Ah, I can almost hear the shocked gasp in front of the computer screen!

 

Time flies
Why time doesn’t fly

 

How dare I, right now, at one of the peak points of “Where is the year gone” posts, sit here and state the opposite?

The other peak points are shortly after Christmas and on March 1st, just in case you hadn´t noticed before.

It seems to be a rite of passage in becoming an adult to sigh and mourn your lost youth, when summers seemed to last forever and a fortnight felt like an eternity.

Time flies, we will tell each other, nodding our heads. Time flies.

Well, it doesn’t. It is just your mind playing tricks on you.

See, our brains like routine. And who can fault them? With so many information they need to process every day, they relax at the sight of repetition.

Because doing things repeatedly means that a part of your brain can switch off. Or turn to other things, like worrying about What Suzie Said or if these white trousers were really a smart choice.

 

Time flies
The repetitive movement in the sea is soothing, I agree

 

Now switching off isn’t a bad thing, it is in fact a necessity. But the side effect if your brain doesn’t need to focus on the task ahead is that the task you are doing kind of melts into the time you did it yesterday and will do it tomorrow.

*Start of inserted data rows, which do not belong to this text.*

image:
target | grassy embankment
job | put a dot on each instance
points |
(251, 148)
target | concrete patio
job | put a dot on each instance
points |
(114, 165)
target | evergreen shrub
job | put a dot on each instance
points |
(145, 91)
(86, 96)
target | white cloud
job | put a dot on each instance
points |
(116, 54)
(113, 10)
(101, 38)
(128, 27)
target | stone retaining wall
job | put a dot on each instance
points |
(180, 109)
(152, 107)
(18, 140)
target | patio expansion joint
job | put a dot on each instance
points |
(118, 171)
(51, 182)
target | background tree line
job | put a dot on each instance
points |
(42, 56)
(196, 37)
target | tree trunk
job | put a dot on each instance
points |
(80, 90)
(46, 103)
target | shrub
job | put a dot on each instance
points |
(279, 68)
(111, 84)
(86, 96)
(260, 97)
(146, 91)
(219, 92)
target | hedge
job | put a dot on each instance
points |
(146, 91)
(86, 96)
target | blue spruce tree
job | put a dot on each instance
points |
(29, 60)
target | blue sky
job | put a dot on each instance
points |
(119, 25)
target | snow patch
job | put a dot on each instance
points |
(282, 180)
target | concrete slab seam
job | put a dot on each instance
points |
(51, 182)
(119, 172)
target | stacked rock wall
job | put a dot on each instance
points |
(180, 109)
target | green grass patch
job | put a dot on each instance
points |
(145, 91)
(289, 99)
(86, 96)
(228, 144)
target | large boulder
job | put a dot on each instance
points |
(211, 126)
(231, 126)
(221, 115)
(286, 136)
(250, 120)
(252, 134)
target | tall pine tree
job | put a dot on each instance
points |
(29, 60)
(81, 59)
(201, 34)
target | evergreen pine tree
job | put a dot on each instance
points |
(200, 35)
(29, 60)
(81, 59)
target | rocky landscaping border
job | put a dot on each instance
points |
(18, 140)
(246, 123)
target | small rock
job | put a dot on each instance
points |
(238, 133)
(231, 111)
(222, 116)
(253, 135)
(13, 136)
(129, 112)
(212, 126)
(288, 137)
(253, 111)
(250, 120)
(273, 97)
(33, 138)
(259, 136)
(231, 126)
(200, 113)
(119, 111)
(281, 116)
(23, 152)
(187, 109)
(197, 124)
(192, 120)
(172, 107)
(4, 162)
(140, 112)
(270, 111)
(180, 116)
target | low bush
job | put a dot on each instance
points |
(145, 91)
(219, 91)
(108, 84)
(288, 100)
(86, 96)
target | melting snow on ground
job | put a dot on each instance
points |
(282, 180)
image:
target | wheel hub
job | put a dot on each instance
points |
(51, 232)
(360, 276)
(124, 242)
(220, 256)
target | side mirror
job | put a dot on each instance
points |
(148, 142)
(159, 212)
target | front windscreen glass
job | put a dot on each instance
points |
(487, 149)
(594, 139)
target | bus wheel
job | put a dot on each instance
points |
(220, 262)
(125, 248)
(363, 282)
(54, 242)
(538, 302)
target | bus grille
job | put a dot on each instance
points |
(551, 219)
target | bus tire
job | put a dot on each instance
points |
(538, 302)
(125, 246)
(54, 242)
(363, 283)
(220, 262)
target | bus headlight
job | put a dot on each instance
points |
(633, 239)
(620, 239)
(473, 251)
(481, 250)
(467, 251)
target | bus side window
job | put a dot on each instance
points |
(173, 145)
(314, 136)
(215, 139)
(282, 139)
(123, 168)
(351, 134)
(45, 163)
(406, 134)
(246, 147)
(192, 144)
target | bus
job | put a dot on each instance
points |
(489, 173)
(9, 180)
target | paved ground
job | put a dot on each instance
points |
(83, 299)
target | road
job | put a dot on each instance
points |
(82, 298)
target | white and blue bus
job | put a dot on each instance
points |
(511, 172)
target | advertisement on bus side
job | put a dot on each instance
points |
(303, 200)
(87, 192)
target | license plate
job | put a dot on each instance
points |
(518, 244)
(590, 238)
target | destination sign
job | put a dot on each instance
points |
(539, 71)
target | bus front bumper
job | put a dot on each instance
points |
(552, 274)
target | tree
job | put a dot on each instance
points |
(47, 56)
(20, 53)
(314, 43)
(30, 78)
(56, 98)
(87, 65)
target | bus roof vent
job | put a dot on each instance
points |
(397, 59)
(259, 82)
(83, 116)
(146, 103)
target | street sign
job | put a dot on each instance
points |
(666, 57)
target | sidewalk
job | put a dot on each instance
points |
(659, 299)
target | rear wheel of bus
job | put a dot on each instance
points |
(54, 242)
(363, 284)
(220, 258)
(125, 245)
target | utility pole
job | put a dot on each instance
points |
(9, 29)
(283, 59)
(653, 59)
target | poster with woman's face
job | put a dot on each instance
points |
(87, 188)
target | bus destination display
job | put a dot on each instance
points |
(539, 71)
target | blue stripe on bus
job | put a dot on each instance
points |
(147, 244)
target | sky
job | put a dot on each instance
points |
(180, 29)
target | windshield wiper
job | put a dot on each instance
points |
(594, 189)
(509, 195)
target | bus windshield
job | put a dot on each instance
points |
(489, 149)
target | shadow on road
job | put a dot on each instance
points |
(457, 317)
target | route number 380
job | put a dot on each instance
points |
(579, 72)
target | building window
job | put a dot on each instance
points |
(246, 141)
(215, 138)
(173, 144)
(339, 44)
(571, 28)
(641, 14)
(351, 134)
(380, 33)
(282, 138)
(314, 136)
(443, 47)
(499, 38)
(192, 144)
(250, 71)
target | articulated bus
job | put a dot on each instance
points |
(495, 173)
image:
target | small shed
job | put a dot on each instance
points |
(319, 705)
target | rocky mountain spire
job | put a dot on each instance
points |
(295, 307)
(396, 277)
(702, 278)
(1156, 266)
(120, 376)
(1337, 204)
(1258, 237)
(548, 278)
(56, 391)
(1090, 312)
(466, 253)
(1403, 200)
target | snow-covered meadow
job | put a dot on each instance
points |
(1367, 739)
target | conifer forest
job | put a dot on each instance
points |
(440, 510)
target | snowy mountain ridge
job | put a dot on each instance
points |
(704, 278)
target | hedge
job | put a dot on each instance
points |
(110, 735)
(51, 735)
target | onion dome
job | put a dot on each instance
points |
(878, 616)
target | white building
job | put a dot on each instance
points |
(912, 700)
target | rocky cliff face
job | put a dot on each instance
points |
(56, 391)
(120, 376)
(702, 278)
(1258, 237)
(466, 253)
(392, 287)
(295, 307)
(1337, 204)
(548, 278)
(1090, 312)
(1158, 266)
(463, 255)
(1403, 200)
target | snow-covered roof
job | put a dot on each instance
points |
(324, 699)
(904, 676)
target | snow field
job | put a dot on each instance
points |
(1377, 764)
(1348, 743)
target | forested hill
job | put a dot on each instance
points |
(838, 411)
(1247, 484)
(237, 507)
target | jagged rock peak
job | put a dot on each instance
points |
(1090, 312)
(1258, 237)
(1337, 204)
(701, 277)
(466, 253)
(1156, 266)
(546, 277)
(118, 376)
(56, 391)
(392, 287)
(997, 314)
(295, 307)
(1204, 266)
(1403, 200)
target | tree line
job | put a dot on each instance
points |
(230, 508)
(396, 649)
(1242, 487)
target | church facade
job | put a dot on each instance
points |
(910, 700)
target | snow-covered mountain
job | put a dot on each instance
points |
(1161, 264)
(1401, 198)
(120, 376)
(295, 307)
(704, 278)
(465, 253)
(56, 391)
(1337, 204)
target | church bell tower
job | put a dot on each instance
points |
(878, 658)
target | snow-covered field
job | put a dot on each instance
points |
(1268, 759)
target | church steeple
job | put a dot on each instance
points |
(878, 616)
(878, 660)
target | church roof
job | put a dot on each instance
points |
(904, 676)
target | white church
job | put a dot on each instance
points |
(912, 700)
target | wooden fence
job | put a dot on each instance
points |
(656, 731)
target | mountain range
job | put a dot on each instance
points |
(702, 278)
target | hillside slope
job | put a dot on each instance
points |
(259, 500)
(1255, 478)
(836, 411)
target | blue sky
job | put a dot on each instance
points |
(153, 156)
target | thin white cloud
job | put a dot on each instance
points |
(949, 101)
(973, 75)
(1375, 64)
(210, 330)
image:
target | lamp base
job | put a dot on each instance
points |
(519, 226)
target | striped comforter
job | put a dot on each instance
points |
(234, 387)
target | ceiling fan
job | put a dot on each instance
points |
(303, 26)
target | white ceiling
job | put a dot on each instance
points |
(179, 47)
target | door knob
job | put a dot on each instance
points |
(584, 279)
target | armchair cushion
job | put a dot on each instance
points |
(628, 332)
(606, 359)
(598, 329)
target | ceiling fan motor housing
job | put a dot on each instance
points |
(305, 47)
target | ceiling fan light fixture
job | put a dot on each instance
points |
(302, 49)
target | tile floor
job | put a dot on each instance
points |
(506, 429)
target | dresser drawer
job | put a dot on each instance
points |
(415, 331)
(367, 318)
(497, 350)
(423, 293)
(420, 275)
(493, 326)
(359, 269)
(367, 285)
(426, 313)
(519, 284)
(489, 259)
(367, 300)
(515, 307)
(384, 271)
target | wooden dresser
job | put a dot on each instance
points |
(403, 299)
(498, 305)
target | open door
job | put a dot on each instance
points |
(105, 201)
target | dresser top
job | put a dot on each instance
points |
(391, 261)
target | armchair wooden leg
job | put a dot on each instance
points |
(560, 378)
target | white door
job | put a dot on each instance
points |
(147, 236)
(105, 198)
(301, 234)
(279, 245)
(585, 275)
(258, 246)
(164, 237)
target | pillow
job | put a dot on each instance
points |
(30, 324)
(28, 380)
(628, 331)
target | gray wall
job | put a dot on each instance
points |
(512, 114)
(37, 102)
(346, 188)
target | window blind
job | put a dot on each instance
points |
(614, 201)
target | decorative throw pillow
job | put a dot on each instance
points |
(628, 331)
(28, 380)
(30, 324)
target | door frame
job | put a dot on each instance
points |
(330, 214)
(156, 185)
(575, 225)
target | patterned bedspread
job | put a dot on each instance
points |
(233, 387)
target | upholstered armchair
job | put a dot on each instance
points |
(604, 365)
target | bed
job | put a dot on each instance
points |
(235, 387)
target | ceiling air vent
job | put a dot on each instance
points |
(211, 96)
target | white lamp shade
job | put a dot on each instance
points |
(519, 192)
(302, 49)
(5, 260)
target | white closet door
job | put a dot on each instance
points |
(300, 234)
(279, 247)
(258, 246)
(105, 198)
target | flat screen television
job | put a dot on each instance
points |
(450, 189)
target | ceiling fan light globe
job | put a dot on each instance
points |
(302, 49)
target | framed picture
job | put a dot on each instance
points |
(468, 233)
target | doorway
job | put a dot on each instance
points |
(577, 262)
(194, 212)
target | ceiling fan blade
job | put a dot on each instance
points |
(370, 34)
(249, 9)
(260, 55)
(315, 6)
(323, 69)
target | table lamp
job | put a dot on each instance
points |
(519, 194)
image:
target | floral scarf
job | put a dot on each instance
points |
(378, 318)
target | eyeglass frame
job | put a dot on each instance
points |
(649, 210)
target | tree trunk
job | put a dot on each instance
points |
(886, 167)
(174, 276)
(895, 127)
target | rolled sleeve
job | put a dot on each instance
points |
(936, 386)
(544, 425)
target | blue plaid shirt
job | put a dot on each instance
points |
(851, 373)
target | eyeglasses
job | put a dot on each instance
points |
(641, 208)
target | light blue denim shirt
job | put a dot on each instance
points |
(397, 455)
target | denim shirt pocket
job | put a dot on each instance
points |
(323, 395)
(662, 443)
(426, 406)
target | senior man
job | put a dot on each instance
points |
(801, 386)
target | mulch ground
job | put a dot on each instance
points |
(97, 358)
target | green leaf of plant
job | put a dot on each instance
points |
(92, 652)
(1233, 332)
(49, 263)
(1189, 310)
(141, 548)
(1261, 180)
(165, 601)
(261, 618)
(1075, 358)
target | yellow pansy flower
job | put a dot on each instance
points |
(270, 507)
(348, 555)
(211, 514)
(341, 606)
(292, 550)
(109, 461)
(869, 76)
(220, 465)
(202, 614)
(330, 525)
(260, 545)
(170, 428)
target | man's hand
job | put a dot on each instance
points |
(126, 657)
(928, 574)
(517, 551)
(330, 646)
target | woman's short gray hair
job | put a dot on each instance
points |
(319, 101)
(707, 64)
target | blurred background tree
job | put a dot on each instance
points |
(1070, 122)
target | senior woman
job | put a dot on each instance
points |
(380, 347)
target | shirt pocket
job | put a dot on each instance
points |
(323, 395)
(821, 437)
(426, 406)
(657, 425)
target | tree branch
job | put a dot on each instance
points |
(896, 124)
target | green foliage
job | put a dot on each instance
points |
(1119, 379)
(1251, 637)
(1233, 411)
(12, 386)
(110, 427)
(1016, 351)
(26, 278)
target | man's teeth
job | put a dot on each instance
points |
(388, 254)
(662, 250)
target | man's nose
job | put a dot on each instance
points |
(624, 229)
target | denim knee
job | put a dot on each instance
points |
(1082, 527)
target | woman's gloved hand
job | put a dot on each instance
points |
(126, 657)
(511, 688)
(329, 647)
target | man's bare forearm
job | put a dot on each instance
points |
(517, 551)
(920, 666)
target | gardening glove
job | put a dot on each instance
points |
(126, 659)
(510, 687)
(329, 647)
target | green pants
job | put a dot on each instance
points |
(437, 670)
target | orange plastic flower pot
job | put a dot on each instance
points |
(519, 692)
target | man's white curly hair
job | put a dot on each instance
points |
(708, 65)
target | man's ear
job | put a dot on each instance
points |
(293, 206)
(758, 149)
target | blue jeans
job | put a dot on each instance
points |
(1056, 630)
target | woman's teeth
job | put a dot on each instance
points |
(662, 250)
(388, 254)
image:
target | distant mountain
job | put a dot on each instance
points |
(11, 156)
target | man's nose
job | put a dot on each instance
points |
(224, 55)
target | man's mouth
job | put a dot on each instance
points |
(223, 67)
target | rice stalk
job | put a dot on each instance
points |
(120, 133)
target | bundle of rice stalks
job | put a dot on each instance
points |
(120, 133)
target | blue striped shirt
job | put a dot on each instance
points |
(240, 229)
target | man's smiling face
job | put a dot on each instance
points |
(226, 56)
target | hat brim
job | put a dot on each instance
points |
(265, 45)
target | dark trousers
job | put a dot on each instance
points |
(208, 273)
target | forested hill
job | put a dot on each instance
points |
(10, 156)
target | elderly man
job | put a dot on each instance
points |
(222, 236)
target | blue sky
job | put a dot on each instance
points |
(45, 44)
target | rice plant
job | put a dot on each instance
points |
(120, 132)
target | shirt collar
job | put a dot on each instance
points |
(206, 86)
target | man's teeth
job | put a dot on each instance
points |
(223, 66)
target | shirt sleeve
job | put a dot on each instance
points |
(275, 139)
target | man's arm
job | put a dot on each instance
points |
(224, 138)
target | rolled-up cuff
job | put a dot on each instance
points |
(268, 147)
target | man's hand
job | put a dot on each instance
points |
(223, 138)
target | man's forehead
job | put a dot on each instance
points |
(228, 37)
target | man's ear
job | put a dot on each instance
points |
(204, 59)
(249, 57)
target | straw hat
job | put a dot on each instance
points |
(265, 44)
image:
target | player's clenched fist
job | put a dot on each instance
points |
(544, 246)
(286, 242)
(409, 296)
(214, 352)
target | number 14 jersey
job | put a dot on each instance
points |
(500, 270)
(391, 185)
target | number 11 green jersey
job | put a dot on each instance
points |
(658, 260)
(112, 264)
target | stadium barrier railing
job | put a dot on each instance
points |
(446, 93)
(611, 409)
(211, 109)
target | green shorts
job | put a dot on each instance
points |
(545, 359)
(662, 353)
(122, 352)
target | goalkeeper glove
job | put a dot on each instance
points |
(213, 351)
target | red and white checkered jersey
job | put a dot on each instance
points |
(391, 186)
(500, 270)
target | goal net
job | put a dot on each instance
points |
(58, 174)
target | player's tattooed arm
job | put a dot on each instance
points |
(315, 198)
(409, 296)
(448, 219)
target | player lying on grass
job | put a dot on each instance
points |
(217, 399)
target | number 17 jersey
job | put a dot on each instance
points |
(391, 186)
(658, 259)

This period of time just gets forgotten, playing no part in your personal story. It is like it never existed.

It feels like it never existed.

It feels as if time just flew by.

Now compare your days now to the days of your childhood. See how much more repetitive they have become?

Same cereal, same morning commute, same job, same late night tv show.

How could that compare to the Summers of Firsts?

First kiss, first night spend at a friend, first visit to the public pool without parents? First time buying fries on your own, first time discovering Young Adult Novels, first heartbreak?

Your brain was there! It was new, and exciting, and really, really scary, it couldn’t just switch off and think about Suzie. Or taxes.

Sadly just switching your lipstick every day won’t bring back that feeling (believe me, I’ve tried), but once you’ll start introducing new and scary things again, time will slow down. Learn something new, travel, just challenge yourself every once in a while.

And the next time people around you nod their heads and reassure each other that time flies, just smile.

Smile and enjoy your endless summer nights.